En ce qui concerne les moyens nécessaires pour rendre ces activités possibles, il pourrait être envisagé que les immeubles des Banques mutuelles individuelles restent la propriété des Coopératives d'origine qui pourraient percevoir les loyers pour l'utilisation fonctionnelle des bureaux de la Banque.
D'autres actifs réels ou financiers pourraient également rester dans le compendium des coopératives d'essaimage, dont une partie des prêts non performants eux-mêmes, dont les revenus ou réalisations viennent alors s'ajouter aux sources de revenus des dividendes de participation.

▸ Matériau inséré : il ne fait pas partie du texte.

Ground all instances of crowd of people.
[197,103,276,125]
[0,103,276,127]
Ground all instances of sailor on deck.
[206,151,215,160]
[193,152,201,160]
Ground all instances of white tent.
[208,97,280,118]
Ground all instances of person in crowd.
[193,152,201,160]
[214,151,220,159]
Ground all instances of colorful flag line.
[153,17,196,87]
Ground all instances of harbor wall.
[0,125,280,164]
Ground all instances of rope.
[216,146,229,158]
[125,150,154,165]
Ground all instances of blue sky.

Les nouvelles activités des coopératives pourraient également permettre l'absorption d'une partie du personnel, qui deviendra redondant dans le monde du crédit coopératif.

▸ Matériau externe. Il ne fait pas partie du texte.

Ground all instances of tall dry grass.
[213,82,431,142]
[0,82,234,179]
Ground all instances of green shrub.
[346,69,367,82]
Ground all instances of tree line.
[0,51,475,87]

La gouvernance de ces coopératives devrait être l'expression d'un travail bénévole, avec des coûts pratiquement réduits à des reconnaissances symboliques.
La nouvelle Banca della Cooperazione Italiana, qui pourrait également ouvrir son capital au marché, aurait immédiatement la taille pour être compétitive, avec un réseau de distribution s'étendant sur tout le pays, selon des orientations définies, coordonnées et contrôlées par une Direction générale centralisée. La meilleure condition du capital, à utiliser pour des investissements de nature technologique (une seule plateforme informatique, au lieu des huit existantes aujourd'hui) et de nature commerciale avec le développement de nouveaux produits et services bancaires (par exemple, la diffusion plus capillaire de l'électronique de paiement), continuerait à s'appuyer sur un réseau de plus de deux millions de membres/clients.
Conclusions
Il faut reconnaître qu'il n'y a plus les conditions d'une dispersion des ressources, au nom de prétendues différences entre groupes ou du maintien de formes coûteuses et anachroniques d'autonomie bancaire
Les règles de l'efficacité économique sont les mêmes pour tous, tandis que celles de la diversité socioculturelle, dans un esprit associatif et solidaire, peuvent être développées et de manière inédite par ceux qui en ont toujours fait leur mission. C'est l'avantage que le crédit coopératif doit pouvoir exploiter, évitant le risque de perdre la raison même d'appartenir à la coopérative qui, devenant toujours de plus en plus onéreuse pour ses propres membres, finit par s'y engouffrer.